Löst auf dem Dach des Korbes Deckel, laßt

Die Vögel fliegen, und, wie jener Affe,

Kriecht in den Korb, um Proben anzustellen,

Und brecht Euch selbst den Hals!

KÖNIGIN.

Sei du gewiß, wenn Worte Atem sind,

Und Atem Leben ist, hab' ich kein Leben,

Das auszuatmen, was du mir gesagt.

HAMLET.

Ich muß nach England; wißt Ihr's?

KÖNIGIN.

Ach, ich vergaß: es ist so ausgemacht.

HAMLET.

Man siegelt Briefe; meine Schulgesellen,

Die beiden, denen ich wie Nattern traue,

Sie bringen die Bestellung hin; sie müssen

Den Weg mir bahnen, und zur Schurkerei

Herolden gleich mich führen. Sei es drum!

Der Spaß ist, wenn mit seinem eignen Pulver

Der Feuerwerker auffliegt; und mich trügt

Die Rechnung, wenn ich nicht ein Klafter tiefer

Als ihre Minen grab', und sprenge sie

Bis an den Mond. Oh, es ist gar zu schön,

Wenn so zwei Listen sich entgegen gehn!

Der Mann packt mir 'ne Last auf.

Ich will den Wanst ins nächste Zimmer schleppen.

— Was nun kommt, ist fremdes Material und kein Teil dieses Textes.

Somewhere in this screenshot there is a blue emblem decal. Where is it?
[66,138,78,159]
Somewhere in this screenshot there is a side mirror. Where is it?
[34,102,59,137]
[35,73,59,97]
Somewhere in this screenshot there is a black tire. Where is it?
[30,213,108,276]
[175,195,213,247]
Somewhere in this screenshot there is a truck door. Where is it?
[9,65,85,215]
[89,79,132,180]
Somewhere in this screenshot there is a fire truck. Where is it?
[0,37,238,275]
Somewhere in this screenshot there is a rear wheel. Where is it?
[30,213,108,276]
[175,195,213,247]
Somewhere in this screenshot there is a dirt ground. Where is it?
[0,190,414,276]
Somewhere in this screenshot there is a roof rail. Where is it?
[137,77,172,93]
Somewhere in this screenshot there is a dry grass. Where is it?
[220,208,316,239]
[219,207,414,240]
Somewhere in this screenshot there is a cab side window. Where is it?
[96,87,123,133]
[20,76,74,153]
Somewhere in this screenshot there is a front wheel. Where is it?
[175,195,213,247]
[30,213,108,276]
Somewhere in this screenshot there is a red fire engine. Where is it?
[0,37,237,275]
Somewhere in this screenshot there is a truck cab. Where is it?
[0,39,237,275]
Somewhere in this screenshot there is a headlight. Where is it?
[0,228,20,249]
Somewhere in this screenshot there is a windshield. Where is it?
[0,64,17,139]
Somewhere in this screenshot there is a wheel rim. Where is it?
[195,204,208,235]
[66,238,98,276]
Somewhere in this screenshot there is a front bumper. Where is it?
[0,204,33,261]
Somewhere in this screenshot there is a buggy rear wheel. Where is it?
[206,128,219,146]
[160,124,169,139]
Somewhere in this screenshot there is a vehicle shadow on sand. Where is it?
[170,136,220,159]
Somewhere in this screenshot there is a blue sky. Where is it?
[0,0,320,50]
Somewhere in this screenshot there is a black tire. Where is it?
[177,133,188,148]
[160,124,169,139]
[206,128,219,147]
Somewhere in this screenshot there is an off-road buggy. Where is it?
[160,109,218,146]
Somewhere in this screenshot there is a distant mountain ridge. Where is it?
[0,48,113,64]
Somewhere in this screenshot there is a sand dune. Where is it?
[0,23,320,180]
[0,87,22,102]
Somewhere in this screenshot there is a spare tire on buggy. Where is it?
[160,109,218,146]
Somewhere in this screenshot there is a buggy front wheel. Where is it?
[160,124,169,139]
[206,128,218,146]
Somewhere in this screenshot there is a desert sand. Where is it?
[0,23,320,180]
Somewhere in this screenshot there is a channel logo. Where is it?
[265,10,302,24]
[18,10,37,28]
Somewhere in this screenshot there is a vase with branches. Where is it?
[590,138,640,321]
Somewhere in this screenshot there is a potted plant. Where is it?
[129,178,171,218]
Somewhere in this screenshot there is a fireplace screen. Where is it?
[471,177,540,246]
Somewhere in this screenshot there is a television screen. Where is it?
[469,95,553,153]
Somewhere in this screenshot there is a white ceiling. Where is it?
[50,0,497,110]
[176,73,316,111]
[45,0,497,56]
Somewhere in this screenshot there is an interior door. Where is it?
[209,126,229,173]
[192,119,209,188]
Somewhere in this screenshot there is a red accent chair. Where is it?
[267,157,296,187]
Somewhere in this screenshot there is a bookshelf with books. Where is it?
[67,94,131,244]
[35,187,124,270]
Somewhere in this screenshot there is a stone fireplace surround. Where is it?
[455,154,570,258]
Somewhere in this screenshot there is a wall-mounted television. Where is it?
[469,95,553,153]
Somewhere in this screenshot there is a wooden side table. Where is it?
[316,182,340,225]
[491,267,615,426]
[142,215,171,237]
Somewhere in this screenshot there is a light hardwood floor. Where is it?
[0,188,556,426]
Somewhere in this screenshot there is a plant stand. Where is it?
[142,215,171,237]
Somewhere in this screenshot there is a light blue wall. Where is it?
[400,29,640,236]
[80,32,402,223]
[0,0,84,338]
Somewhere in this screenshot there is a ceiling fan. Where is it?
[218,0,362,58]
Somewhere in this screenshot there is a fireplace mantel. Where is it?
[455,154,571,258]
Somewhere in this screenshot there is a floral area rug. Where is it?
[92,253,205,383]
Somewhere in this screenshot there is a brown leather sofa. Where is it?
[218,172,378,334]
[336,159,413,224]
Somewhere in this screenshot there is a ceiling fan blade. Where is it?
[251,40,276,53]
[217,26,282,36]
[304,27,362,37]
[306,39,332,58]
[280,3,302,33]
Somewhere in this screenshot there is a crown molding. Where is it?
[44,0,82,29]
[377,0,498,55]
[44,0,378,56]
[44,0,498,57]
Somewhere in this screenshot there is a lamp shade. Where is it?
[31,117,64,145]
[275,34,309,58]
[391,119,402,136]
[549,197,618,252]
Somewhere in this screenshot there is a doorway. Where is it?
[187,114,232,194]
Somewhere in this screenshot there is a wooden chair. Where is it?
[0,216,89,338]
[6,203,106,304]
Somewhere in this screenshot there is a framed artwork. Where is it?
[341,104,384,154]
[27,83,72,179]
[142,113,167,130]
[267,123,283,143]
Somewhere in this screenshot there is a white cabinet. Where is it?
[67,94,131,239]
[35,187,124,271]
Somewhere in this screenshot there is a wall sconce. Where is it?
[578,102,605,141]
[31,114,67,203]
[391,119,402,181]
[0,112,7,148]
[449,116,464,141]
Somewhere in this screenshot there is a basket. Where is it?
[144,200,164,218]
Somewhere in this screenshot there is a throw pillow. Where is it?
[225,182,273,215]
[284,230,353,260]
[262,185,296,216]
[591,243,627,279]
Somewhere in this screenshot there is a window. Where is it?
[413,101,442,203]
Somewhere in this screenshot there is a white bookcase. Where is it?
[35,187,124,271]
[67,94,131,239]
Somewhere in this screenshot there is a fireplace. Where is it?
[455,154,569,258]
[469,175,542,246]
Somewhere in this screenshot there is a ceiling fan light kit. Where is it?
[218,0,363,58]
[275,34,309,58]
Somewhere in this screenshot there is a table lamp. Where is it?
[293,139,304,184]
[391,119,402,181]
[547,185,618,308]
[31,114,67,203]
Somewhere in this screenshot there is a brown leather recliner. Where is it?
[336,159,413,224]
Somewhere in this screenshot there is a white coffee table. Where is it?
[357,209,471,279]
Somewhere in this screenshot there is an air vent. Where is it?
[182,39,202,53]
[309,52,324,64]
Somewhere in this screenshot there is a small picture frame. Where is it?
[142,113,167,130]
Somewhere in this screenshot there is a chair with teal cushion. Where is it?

Nun, Mutter, gute Nacht! – Der Ratsherr da

Ist jetzt sehr still, geheim und ernst fürwahr,

Der sonst ein schelm'scher alter Schwätzer war.

Kommt, Herr, ich muß mit Euch ein Ende machen. –

Gute Nacht, Mutter!

Sie gehen von verschiedenen Seiten ab. Hamlet schleift den Polonius heraus.

 

 

Vierter Aufzug.

 

Erste Szene.

Ein Zimmer im Schlosse.

Der König, die Königin, Rosenkranz und Güldenstern.

 

KÖNIG.

In diesen tiefen Seufzern ist ein Sinn;

Legt sie uns aus: wir müssen sie verstehn.

Wo ist Eu'r Sohn?

KÖNIGIN zu Rosenkranz und Güldenstern.

Räumt diesen Platz uns auf ein Weilchen ein!

 

Beide ab.

 

Ah, mein Gemahl! was sah ich diese Nacht!

KÖNIG.

Wie, Gertrud? Was macht Hamlet?

KÖNIGIN.

Er rast wie See und Wind, wenn beide kämpfen,

Wer mächt'ger ist: in seiner wilden Wut,

Da er was hinterm Teppich rauschen hört,

Reißt er die Kling' heraus, schreit: »eine Ratte!«

Und tötet so in seines Wahnes Hitze

Den ungesehnen guten alten Mann.

KÖNIG.

O schwere Tat! So wär' es uns geschehn,

Wenn wir daselbst gestanden: Seine Freiheit

Droht aller Welt, Euch selbst, uns, jedem andern.

Ach! wer steht ein für diese blut'ge Tat?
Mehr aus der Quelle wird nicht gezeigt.